Or, l’autodérision permet non seulement de souligner ces paradoxes qui révèlent l’humanité de l’auteur, mais aussi d’en constituer un nouveau : car par le geste de se présenter sous un jour défavorable, elle contribue à le rendre appréciable. Il s’opère, par l’autodérision, une forme de dissociation entre un sujet qui raconte et un soi raconté, le premier tirant gloire du ridicule du second. Ainsi Rousseau dresse-t-il un portrait du jeune Jean-Jacques, incorrigible rêveur qui, se rendant à pied à Paris pour y occuper un poste subalterne auprès du neveu d’un colonel des Gardes suisses, s’invente une brillante carrière militaire et se trouve déjà las d’être maréchal avant même de s’être engagé :

« Je croyais déjà me voir en habit d’officier avec un beau plumet blanc. Mon cœur s’enflait à cette noble idée. J’avais quelque teinture de géométrie et de fortifications ; j’avais un oncle ingénieur ; j’étais en quelque sorte enfant de la balle. Ma vue courte offrait un peu d’obstacle, mais qui ne m’embarrassait pas, et je comptais bien à force de sang-froid et d’intrépidité suppléer à ce défaut. J’avais lu que le maréchal Schomberg avait la vue très courte ; pourquoi le maréchal Rousseau ne l’aurait-il pas ? Je m’échauffais tellement sur ces folies, que je ne voyais plus que troupes, remparts, gabions, batteries, et moi au milieu du feu et de la fumée, donnant tranquillement mes ordres la lorgnette à la main. Cependant, quand je passais dans des campagnes agréables, que je voyais des bocages et des ruisseaux ; ce touchant aspect me faisait soupirer de regret ; je sentais au milieu de ma gloire que mon cœur n’était pas fait pour tant de fracas, et bientôt, sans savoir comment, je me retrouvais au milieu de mes chères bergeries, renonçant pour jamais aux travaux de Mars. »[7]

Tournant en dérision sa propre emphase, le narrateur révèle du même coup son humour et une certaine propension à regarder pour ce qu’elle est sa propre fatuité. En même temps qu’il dépeint l’imagination débridée d’un jeune homme inconstant quoique fort ambitieux, il admet en creux le caractère fantasmatique de son désir insatiable de s’élever, de se distinguer.

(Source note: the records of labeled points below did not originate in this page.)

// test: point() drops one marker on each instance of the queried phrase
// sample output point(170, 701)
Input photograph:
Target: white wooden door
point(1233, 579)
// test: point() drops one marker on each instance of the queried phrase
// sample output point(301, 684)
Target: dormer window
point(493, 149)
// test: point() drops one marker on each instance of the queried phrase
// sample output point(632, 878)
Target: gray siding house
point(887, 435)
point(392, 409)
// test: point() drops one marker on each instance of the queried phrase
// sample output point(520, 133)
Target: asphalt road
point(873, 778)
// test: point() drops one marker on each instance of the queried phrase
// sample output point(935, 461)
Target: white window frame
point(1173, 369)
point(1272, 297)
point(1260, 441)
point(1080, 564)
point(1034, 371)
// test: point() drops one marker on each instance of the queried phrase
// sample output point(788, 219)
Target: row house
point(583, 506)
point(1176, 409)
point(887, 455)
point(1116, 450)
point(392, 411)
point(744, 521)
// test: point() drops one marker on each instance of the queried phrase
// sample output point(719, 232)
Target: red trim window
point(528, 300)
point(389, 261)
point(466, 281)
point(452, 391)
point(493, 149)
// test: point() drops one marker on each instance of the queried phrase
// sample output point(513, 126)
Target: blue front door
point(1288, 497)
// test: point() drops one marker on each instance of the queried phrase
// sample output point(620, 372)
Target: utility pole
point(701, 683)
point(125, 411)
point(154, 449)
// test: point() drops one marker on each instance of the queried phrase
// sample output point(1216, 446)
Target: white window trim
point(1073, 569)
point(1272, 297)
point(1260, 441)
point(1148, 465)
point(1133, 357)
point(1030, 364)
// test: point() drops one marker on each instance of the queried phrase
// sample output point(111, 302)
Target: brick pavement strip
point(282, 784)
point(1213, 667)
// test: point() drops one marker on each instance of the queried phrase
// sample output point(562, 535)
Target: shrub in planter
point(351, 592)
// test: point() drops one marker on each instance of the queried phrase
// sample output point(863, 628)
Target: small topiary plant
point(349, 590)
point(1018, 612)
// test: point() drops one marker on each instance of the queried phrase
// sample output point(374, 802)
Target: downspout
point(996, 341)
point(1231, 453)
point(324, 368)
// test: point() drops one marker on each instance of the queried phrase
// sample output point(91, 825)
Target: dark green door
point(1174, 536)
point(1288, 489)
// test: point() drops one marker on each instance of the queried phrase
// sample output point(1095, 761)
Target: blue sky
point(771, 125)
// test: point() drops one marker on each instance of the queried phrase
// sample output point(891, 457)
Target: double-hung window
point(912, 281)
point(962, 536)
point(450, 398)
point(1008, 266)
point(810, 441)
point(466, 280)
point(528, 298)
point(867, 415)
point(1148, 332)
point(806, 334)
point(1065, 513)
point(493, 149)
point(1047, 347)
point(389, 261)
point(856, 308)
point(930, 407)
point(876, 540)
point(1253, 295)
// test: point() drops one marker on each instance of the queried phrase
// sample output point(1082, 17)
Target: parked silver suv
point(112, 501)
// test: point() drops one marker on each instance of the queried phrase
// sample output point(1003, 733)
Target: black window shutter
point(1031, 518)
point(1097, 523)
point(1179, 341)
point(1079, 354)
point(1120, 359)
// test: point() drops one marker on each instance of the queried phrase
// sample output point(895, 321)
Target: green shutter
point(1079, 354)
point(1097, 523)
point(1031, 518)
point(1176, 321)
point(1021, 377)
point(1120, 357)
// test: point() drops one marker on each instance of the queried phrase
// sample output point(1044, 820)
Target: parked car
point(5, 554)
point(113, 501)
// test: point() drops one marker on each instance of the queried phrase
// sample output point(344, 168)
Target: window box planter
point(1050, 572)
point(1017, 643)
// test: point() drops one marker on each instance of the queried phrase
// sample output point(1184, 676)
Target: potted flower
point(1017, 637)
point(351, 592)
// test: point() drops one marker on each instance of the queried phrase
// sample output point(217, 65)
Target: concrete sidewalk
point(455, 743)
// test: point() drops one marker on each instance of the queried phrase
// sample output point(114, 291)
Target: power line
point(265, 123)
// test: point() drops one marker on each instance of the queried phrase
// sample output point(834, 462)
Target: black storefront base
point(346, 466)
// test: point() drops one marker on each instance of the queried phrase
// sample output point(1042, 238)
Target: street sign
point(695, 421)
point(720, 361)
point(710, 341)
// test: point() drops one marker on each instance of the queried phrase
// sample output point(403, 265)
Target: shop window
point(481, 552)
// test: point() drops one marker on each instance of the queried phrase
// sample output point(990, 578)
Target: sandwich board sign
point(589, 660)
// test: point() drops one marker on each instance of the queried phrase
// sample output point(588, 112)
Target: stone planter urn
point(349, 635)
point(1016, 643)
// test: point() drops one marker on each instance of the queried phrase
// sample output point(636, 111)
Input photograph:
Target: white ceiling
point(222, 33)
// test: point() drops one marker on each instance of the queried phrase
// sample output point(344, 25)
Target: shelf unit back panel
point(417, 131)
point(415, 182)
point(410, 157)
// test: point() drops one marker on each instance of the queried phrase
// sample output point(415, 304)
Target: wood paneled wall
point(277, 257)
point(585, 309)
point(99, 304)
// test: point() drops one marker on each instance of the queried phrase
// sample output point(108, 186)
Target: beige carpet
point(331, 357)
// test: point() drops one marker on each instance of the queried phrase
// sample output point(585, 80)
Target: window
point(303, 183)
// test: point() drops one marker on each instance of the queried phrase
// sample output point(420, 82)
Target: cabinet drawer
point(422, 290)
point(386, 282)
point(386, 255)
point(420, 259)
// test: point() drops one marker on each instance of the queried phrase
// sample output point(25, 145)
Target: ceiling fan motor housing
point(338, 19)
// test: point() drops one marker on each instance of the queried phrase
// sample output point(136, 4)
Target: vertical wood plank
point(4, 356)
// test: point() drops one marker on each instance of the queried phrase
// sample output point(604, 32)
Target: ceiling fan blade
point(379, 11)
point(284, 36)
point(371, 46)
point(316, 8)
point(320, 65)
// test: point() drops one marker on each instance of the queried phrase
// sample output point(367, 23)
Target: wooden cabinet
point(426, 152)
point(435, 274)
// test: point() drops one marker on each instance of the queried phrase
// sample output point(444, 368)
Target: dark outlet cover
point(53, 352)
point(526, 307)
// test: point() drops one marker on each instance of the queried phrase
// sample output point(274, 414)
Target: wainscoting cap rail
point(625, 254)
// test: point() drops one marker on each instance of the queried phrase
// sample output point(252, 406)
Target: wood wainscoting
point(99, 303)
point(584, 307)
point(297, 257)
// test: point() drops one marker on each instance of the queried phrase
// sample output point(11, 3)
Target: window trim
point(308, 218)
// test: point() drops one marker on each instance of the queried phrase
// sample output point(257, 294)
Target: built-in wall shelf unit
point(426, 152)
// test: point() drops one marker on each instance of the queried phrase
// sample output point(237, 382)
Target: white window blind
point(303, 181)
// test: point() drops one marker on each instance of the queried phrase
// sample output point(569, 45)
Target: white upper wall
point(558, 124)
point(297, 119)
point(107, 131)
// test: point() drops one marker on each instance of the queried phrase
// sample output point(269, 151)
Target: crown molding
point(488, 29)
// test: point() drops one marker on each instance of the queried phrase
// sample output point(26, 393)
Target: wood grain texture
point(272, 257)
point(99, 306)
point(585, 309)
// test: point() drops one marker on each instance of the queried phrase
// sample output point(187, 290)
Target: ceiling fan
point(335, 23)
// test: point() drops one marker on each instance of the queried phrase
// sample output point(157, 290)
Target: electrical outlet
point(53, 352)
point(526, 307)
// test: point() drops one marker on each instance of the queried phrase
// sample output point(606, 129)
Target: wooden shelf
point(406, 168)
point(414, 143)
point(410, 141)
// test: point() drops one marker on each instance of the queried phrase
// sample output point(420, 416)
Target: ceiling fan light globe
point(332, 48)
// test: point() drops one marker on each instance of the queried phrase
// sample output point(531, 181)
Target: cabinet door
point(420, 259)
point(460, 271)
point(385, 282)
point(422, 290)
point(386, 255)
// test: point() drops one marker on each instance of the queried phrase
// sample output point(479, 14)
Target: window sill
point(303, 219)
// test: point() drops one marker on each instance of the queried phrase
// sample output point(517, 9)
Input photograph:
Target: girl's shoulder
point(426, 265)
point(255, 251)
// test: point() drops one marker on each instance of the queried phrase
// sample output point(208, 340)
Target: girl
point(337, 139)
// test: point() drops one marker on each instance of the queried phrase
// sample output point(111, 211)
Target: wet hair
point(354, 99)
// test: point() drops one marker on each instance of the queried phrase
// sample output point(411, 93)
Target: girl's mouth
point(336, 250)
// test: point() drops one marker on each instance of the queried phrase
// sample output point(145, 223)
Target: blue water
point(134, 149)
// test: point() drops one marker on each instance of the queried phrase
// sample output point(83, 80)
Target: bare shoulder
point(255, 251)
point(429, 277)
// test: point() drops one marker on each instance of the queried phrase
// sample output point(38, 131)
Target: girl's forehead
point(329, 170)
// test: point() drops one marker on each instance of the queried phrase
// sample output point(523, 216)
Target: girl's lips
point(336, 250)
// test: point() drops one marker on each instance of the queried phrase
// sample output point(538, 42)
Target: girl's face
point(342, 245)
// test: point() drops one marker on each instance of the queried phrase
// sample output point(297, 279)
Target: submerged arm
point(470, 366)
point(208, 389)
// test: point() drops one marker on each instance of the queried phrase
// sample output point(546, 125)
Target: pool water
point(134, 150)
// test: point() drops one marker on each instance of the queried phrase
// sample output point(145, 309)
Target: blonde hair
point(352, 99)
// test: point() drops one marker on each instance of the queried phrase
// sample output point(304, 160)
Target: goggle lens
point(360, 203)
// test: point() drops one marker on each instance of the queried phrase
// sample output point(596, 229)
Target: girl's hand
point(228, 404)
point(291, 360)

Ainsi l’autodérision marque-t-elle, chez Rousseau, un curieux mélange d’orgueil et de retenue. Celui qui prétend dans ses Confessions former « une entreprise qui n’eut jamais d’exemple et dont l’exécution n’aura point d’imitateur »[8], sait également juger certaines de ses ambitions avec circonspection :

« Malheureusement, jetant mes projets du côté de mes goûts, je m’obstinais à chercher follement ma fortune dans la musique, et sentant naître des idées et des chants dans ma tête, je crus qu’aussitôt que je serais en état d’en tirer parti j’allais devenir un homme célèbre, un Orphée moderne, dont les sons devaient attirer tout l’argent du Pérou. »[9]

Peut-être s’agit-il là d’un autre effet de cette tournure d’esprit que Rousseau s’attribue à lui-même, et qui consiste à s’emporter d’abord, pour analyser ensuite : la passion de jeunesse devient, avec le recul, « l’une de ces inconséquences dont [sa] vie est remplie »[10]. Ou peut-être Rousseau, conservant intacte une folle ambition, ne s’en trouve pas moins capable de l’aborder avec humour, sans gravité. Car l’ambivalence qui fonde l’entreprise des Confessions, ne saurait être atteinte sans la révélation d’une forme de laideur, sous peine de mauvaise foi :

« J’avais toujours ri de la fausse naïveté de Montaigne, qui, faisant semblant d’avouer ses défauts, a grand soin de ne s’en donner que d’aimables : tandis que je sentais, moi qui me suis cru toujours et qui me crois encore à tout prendre le meilleur des hommes, qu’il n’y a point d’intérieur humain si pur qu’il puisse être, qui ne recèle quelque vice odieux. »[11]

Si l’un des vices de celui qui se croit le « meilleur des hommes » est l’orgueil, du moins la dérision de ce vice par l’auteur lui-même fournit-elle un gage de probité en même temps qu’un moyen d’en atténuer l’infamie.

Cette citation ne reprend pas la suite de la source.